Reference the relevant sections on Wiki below:

Let us calculate pair-wise distances between the stringsTo,OTAndOstUsing this algorithm. The distanceToAndOTIs 1. The sameOTVs.Ost. But the distanceToAndOstIs 3, even though the strings can be made equal Using One deletion and one transposition. Clearly, the algorithm does not compute precisely the value we want. Furthermore, the Triangle Inequality does not hold.

In reality this algorithm calculates the cost of the so-called optimal string alignment, which does not always equal the edit distance.

Reference: http://en.wikipedia.org/wiki/damerauâlevenshtein_distance

Contact Us

The content source of this page is from Internet, which doesn't represent Alibaba Cloud's opinion; products and services mentioned on that page don't have any relationship with Alibaba Cloud.

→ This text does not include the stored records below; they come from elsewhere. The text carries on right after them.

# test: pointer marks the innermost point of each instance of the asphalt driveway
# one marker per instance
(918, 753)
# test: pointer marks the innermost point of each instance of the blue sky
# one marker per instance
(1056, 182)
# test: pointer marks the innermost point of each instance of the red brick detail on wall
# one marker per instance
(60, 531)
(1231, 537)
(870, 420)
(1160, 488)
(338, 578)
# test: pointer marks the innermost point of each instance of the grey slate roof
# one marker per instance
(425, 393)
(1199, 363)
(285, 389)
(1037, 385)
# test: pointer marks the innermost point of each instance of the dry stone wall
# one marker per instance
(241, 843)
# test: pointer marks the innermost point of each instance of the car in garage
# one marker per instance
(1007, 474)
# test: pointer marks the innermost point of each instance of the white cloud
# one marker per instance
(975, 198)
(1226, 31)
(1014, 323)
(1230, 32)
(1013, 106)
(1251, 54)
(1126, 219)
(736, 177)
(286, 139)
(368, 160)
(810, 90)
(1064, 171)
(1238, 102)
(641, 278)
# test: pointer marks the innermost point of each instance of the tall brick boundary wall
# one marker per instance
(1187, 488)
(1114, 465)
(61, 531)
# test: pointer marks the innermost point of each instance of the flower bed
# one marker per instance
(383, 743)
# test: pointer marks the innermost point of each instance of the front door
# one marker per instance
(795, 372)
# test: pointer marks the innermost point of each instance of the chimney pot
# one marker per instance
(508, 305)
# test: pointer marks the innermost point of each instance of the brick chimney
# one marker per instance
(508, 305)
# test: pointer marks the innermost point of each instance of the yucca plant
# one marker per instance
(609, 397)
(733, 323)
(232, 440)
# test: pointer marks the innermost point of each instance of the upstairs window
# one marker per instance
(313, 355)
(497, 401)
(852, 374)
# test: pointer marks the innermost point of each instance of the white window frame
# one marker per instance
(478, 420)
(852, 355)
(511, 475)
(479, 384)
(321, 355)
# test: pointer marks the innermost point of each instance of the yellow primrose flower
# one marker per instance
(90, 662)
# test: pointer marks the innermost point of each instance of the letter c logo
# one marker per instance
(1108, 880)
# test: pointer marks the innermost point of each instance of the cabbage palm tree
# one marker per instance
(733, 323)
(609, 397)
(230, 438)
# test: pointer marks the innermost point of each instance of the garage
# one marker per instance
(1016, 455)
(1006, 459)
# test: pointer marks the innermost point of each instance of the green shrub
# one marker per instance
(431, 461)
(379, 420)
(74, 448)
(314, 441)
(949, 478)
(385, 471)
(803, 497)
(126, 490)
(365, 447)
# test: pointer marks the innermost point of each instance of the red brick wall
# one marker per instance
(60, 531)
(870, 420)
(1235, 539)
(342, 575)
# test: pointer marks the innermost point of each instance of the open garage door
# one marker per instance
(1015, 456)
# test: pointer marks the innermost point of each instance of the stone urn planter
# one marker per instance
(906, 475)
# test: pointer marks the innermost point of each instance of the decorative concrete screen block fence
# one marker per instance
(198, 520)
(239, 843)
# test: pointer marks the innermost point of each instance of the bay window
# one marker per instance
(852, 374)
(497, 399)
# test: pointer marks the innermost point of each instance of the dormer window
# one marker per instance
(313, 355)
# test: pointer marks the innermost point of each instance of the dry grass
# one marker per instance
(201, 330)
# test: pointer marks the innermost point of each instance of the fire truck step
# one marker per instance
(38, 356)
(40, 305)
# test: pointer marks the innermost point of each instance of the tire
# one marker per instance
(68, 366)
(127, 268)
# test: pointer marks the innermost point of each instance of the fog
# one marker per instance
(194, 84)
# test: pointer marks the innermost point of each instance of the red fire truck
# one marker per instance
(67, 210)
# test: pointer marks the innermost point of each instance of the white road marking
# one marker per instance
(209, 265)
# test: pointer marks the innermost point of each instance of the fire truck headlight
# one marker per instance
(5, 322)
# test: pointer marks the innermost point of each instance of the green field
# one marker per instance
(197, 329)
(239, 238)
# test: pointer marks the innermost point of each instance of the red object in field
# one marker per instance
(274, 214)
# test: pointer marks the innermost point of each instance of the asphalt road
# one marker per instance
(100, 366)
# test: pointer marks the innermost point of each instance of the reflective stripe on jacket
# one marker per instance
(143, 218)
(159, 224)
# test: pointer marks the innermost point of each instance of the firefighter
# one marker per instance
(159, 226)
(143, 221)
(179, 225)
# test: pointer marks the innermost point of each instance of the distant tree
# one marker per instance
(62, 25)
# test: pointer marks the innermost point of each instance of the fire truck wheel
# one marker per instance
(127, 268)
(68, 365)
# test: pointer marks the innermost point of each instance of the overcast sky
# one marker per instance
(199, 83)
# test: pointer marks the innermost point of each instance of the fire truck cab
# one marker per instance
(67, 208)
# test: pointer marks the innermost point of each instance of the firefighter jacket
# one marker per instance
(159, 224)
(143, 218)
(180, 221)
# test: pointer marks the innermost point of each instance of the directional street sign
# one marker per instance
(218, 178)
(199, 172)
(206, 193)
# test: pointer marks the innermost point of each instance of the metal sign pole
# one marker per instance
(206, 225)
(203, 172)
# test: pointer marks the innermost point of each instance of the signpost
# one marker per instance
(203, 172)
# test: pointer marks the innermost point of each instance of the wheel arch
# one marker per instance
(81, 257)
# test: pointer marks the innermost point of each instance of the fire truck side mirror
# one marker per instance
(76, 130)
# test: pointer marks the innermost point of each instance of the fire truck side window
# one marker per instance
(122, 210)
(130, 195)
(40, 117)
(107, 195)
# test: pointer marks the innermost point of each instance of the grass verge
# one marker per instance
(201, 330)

If the content of the page makes you feel confusing, please write us an email, we will handle the problem within 5 days after receiving your email.

If you find any instances of plagiarism from the community, please send an email to: info-contact@alibabacloud.com and provide relevant evidence. A staff member will contact you within 5 working days.

A Free Trial That Lets You Build Big!

Start building with 50+ products and up to 12 months usage for Elastic Compute Service

  • Sales Support

    1 on 1 presale consultation

  • After-Sales Support

    24/7 Technical Support 6 Free Tickets per Quarter Faster Response

  • Alibaba Cloud offers highly flexible support services tailored to meet your exact needs.